= Lee Chiong Giam =

Singaporean diplomat and civil servant (died 2021)

Lee Chiong Giam (1941/2 – 10 March 2021) was a Singaporean diplomat and civil servant. Lee was part of the country's first generation of diplomats following independence in 1965. He served as the High Commissioner to Papua New Guinea from 1982 to 1999, High Commissioner to Fiji from 1997 to 2005, High Commissioner to Pakistan from 2006 to 2014, and Ambassador to East Timor from 2005 to 2014. Domestically, Lee was the longest-serving executive director of the People's Association (PA) from 1982 until 1999.

Lee attended Victoria School. He received his bachelor's degree in pharmacy in 1965. He worked at the Ministry of Health beginning in 1967, before being transferred to the Ministry of Foreign Affairs in 1969. Lee was appointed charge d'affaires at the Singaporean embassy in Cambodia from 1970 to 1973 during the Cambodian Civil War. He suffered minor injuries when a bomb exploded near the embassy in Phnom Penh.

He was promoted as Director of the regional and economic offices at Ministry of Foreign Affairs from 1975 to 1982.

In 1990, Lee was part of the delegation sent to the People's Republic of China to establish official diplomatic relations with the PRC.

According to Singaporean diplomat Tommy Koh, Lee was a supporter of East Timor and its development during the years following independence in 2002. Koh told the Straits Times, "He [Lee] admired that they had fought for independence. He felt they were brave people who had been hard done by some acts of injustice - and that Singapore should help them, not impede their progress." Lee served as Singapore's Ambassador from 2005 to 2014. In 2012, East Timorese President Jose Ramos-Horta awarded Lee the Order of Timor-Leste, the country's highest honor.

In 1982, Prime Minister Lee Kuan Yew appointed Lee as executive director of the People's Association (PA), a position he held from 1982 until 1999. He was awarded the gold Pingat Pentadbiran Awam (Public Administration Medal) in 1999 when he stepped down from the position. Lee Chiong Giam also received the Bintang Bakti Masyarakat (Public Service Star) in 2012.

Lee stepped down as deputy secretary of the MFA in 2011 and retired from the Ministry of Foreign Affairs (MFA) in 2014, but remained active in civil and international affairs.

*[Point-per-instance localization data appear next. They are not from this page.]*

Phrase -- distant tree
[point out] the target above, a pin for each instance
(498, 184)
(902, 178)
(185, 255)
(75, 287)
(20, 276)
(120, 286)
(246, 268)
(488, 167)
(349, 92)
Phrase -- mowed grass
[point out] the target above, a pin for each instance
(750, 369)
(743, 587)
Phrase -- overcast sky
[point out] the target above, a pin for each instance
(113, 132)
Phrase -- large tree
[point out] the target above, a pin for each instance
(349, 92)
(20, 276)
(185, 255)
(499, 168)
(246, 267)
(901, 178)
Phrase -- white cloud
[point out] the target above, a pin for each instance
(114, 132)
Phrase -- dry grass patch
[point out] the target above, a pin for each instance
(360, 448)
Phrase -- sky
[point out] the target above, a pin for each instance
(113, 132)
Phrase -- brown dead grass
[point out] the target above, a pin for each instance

He later served on the boards of directors for Creative Malay Arts and Culture and the Puan Noor Aishah Intercultural Institute.

==Personal life==
Lee was married to Geok Lan and had three children.

In February 2021, Lee fell and hit his head at a gas station in Singapore. He spent two weeks in a coma, but died from complications of the fall on 10 March 2021, at the age of 79.